Он лежал, глядя в серый потолок, по которому скользил бледный утренний свет, отражённый от свежевыпавшего снега, и силился определить природу этого запаха. Тот не был похож на обычные домашние запахи — на пыль, на остывший чай, на выдохшуюся за ночь ткань. Так пахнет в подвалах старых домов, где между рассохшимися досками пробивается сырость, где лопаются забытые банки с прошлогодними заготовками, истекая мутным рассолом, и где в темноте, невидимая глазу, вершится неторопливая работа распада. Но более всего этот запах напоминал землю, потревоженную лопатой, — холодную, тяжёлую, извлечённую из глубины, чтобы принять то, что должно быть скрыто.
Андрей повернул голову. Окно было залеплено белым — снег шёл всю ночь, не переставая, укутывая город в свой бесшумный саван. За двойными стёклами, за жестяным карнизом, за обледенелыми проводами он всё падал и падал, ровный, безучастный, неотвратимый, и в его молчаливой настойчивости чудилось нечто, не имеющее отношения к обычной зимней погоде.

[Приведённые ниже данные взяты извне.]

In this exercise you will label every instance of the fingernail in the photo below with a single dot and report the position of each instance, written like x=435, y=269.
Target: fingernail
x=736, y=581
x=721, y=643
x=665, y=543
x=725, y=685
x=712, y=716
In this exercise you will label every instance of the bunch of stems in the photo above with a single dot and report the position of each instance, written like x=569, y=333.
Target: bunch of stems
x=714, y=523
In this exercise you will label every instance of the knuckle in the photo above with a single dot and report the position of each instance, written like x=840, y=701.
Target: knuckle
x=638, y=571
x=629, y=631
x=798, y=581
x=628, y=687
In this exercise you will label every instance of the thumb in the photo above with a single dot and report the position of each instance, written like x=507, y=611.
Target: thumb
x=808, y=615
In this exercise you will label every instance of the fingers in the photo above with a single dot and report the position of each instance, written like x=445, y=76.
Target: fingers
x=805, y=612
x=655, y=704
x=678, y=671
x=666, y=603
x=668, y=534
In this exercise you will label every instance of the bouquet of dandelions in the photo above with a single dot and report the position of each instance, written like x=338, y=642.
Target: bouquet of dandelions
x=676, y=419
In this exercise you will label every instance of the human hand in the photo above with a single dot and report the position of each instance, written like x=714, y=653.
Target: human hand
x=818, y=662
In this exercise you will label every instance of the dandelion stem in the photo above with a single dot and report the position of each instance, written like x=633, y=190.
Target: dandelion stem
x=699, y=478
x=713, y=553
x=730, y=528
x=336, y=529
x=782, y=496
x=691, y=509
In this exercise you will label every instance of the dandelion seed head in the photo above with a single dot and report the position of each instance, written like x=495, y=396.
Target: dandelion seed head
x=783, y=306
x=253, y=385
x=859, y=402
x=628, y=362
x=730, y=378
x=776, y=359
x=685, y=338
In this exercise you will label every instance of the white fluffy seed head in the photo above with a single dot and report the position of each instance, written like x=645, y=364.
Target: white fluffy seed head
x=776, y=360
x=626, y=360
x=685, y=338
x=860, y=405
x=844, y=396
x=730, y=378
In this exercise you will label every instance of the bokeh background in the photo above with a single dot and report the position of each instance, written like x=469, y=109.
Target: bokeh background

Он спустил ноги на пол. Доски отозвались сухим скрипом, и этот звук прозвучал в тишине гулко, отдаваясь от стен, словно квартира на мгновение прислушалась к нему. Квартира, ещё вчера казавшаяся привычной и обжитой, теперь представлялась чужой, враждебной, словно за ночь она успела перемениться, не изменив при этом ни одной своей детали. Всё стояло на своих местах: и продавленное кресло у окна, и торшер с пыльным абажуром, и груда книг на полу, и пустая чашка на подлокотнике, — но между этими вещами теперь витало то, чего не было прежде. Запах. Он пропитал обои, шторы, одеяло, он проник в само вещество стен, и казалось, что даже выпитая вода из-под крана отдавала бы теперь этим же привкусом — гнилостным, сладковатым, нездешним.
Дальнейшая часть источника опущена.